James Dean Photos
James Dean (February 8, 1931 – September 30, 1955) was a wildly popular American actor. He is fondly remembered as a cultural icon of teenage rebellion, as expressed in the title of his most popular movie, Rebel Without a Cause (1955). Unfortunately, James Dean prematurely lost his life in a car crash at the tender age of only 24, cementing his status as a true Hollywood legend.

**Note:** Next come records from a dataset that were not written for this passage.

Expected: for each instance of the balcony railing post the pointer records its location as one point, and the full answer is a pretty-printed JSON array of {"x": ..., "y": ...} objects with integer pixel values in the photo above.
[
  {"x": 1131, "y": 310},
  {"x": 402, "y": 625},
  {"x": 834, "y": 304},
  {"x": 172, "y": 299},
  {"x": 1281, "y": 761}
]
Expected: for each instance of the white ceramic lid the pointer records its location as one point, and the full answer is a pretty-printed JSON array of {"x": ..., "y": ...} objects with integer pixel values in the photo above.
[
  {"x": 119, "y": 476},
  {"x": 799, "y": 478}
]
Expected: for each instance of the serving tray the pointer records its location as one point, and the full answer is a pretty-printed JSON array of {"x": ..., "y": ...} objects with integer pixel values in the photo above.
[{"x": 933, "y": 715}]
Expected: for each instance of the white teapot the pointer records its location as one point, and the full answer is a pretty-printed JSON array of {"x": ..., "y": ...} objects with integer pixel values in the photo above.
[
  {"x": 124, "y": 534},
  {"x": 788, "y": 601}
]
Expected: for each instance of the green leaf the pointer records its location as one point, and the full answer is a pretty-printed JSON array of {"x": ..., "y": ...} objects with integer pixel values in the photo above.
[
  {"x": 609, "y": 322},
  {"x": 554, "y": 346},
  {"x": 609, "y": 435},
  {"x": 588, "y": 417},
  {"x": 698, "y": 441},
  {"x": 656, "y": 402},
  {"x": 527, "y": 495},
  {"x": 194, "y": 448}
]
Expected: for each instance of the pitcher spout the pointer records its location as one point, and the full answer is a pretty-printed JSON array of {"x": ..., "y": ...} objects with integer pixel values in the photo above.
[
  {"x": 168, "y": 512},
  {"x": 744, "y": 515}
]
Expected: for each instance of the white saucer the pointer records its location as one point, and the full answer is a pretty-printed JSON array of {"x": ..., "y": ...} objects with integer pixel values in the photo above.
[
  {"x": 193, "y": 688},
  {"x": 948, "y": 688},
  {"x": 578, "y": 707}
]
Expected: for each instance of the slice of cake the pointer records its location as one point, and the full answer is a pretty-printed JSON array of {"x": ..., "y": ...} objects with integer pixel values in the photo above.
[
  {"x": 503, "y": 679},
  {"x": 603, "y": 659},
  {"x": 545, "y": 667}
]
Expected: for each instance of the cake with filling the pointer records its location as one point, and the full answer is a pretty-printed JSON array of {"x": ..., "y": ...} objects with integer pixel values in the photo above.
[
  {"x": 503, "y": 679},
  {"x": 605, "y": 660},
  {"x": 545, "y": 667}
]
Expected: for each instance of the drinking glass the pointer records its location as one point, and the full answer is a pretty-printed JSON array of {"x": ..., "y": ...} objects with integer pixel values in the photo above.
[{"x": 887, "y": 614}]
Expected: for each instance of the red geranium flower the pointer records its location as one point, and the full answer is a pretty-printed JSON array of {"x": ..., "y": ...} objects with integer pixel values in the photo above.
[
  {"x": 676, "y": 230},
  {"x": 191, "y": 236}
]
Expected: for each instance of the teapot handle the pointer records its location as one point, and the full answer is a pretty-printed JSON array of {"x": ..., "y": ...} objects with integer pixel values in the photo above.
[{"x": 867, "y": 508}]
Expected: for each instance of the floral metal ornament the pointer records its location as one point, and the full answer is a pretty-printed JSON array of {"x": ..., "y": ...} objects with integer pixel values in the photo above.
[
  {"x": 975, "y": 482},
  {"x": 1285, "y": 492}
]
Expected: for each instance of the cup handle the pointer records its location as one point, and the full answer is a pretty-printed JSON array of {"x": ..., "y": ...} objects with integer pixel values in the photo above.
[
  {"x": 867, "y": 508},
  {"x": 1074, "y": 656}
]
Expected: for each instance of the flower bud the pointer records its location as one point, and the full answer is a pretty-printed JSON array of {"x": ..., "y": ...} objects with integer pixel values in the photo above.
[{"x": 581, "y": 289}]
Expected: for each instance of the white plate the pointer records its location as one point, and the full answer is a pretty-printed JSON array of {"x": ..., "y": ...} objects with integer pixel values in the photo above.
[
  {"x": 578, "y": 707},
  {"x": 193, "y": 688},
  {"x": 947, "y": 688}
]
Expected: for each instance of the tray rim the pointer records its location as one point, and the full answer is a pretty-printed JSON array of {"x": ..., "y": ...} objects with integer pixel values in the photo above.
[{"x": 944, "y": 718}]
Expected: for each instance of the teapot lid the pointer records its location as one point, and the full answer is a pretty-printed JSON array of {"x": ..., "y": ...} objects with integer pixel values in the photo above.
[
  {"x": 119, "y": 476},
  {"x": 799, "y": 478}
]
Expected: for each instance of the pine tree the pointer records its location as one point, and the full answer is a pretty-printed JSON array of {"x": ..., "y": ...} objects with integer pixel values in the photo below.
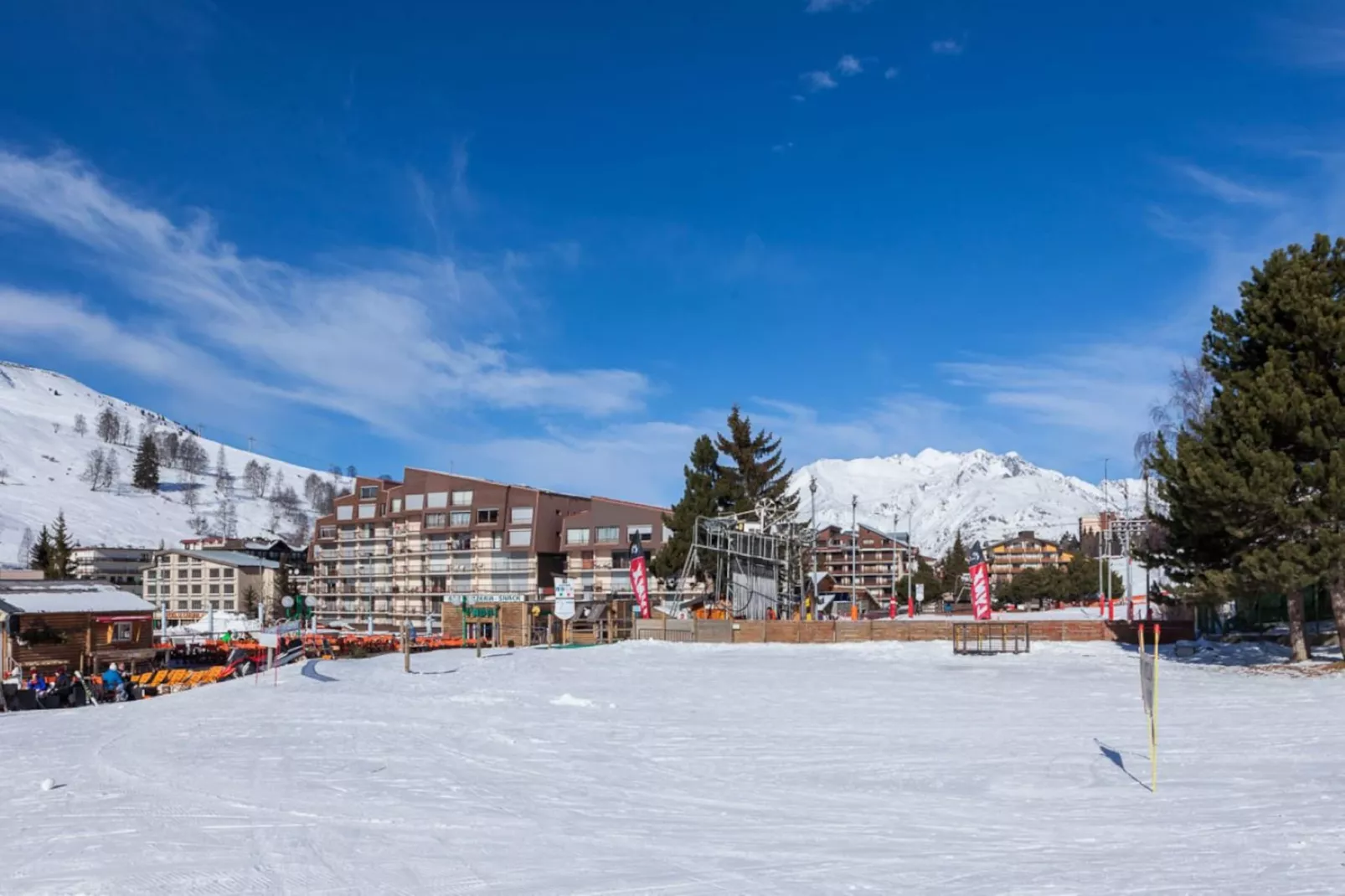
[
  {"x": 954, "y": 567},
  {"x": 61, "y": 563},
  {"x": 146, "y": 474},
  {"x": 756, "y": 471},
  {"x": 40, "y": 554},
  {"x": 249, "y": 601},
  {"x": 699, "y": 498},
  {"x": 1255, "y": 489},
  {"x": 26, "y": 545}
]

James Dean’s Personal Autobiography
I, James Byron Dean, was born February 8, 1931, Marion, Indiana. My parents, Winton Dean and Mildred Dean, formerly Mildred Wilson, and myself existed in the state of Indiana until I was six years of age. Dad’s work with the government caused a change, so Dad as a dental mechanic was transferred to California. There we lived, until the fourth year. Mom became ill and passed out of my life at the age of nine. I never knew the reason for Mom’s death; in fact, it still preys on my mind. I had always lived such a talented life. I studied violin, played in concerts, tap-danced on theatre stages, but most of all, I like art, to mold and create things with my hands. I came back to Indiana to live with my uncle. I lost the dancing and violin, but not the art. I think my life will be devoted to art and dramatics. And there are so many different fields of art it would be hard to foul-up, and if I did, there are so many different things to do–farm, sports, science, geology, coaching, teaching music. I got it, and I know if I better myself that there will be no match. A fellow must have confidence. When living in California my young eyes experienced many things. It was also my luck to make three visiting trips to Indiana, going and coming a different route each time. I have been in almost every state west of Indiana. I remember all. My hobby, or what I do in my spare time, is motorcycle. I know a lot about them mechanically, and I love to ride. I have been in a few races and have done well. I own a small cycle myself. When I’m not doing that, I’m usually engaged in athletics, the heartbeat of every American boy. As one strives to make a goal in a game, there should be a goal in this crazy world for all of us. I hope I know where mine is, anyway. I’m after it. I don’t mind telling you, Mr. Dubois – this is the hardest subject to write about considering the information one knows of himself, I ever attempted.